Tier 3 is curiosity-driven self-evolution. The model identifies what it doesn’t know and decides, on its own, that this gap is worth filling. It doesn’t wait for us to define the problem. A professor once put it well: “Composing music like Bach isn’t intelligent. Wanting to compose music like Bach is intelligent.” Tier 3 is the wanting.

Each tier is harder than the last—not just technically, but in terms of safety. A tier-2 system that solves the wrong problem wastes compute. A tier-3 system that pursues the wrong curiosity could be genuinely dangerous.

What It Would Take

Getting to tier 2 and beyond will require rethinking some of the foundations we currently take for granted. The way we train models today is essentially a one-shot process: learn once, deploy, freeze. Making learning continuous means solving the problem of catastrophic forgetting—how a model can keep acquiring new knowledge without destroying what it already knows. That likely demands new optimization methods that go beyond gradient descent, architectures that can grow in capacity as they learn, and new ways of defining loss over long horizons and open-ended goals. None of these are incremental improvements on existing techniques; they are open research problems that may require fundamentally different approaches.

The Alignment Problem Gets Harder

Every tier makes alignment more difficult. With a static model, alignment is already hard, but at least the thing you aligned stays aligned—the weights don’t change after deployment.

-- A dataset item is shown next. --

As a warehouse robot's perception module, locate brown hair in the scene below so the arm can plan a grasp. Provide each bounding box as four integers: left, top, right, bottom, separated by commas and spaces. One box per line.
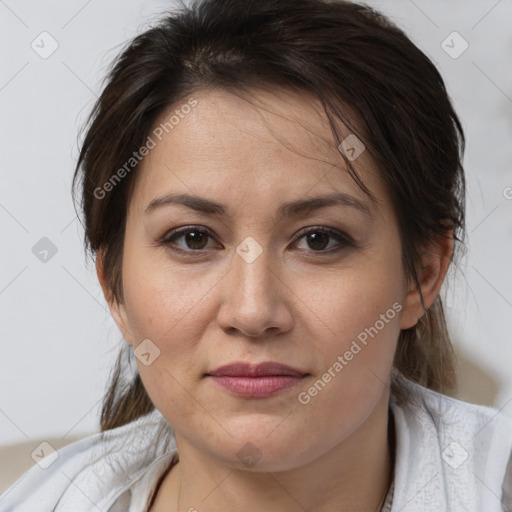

With a tier-2 system, the model is modifying its own internals in pursuit of a goal you gave it. How do you verify that a system whose weights are continuously shifting still respects the constraints you set? Your alignment guarantees become time-dependent.

With tier 3, it is worse. The model is choosing its own goals. Even if its curiosity is initially well-calibrated—even if it starts by pursuing questions beneficial to humanity—you need confidence that self-modification will not gradually erode the values that made it safe in the first place.

This is not a reason to stop. It is a reason to proceed carefully, with verification methods that can keep pace with systems that change.

What This Could Look Like

If we manage to build even a reliable tier-2 system—and that alone would be a profound achievement—the implications are staggering. Point it at drug discovery, give it a year, and perhaps it returns with a therapy we would not have found in a decade. Point it at materials science and maybe it finds a room-temperature superconductor. These are not superintelligent systems. They are systems that can learn on the job, which is something no current model can truly do.

We do not need to solve everything at once. We do not need tier 3 tomorrow. But we need to start building the hearth—the optimization methods, the architectural patterns, the alignment frameworks—that would let us safely light a fire that learns.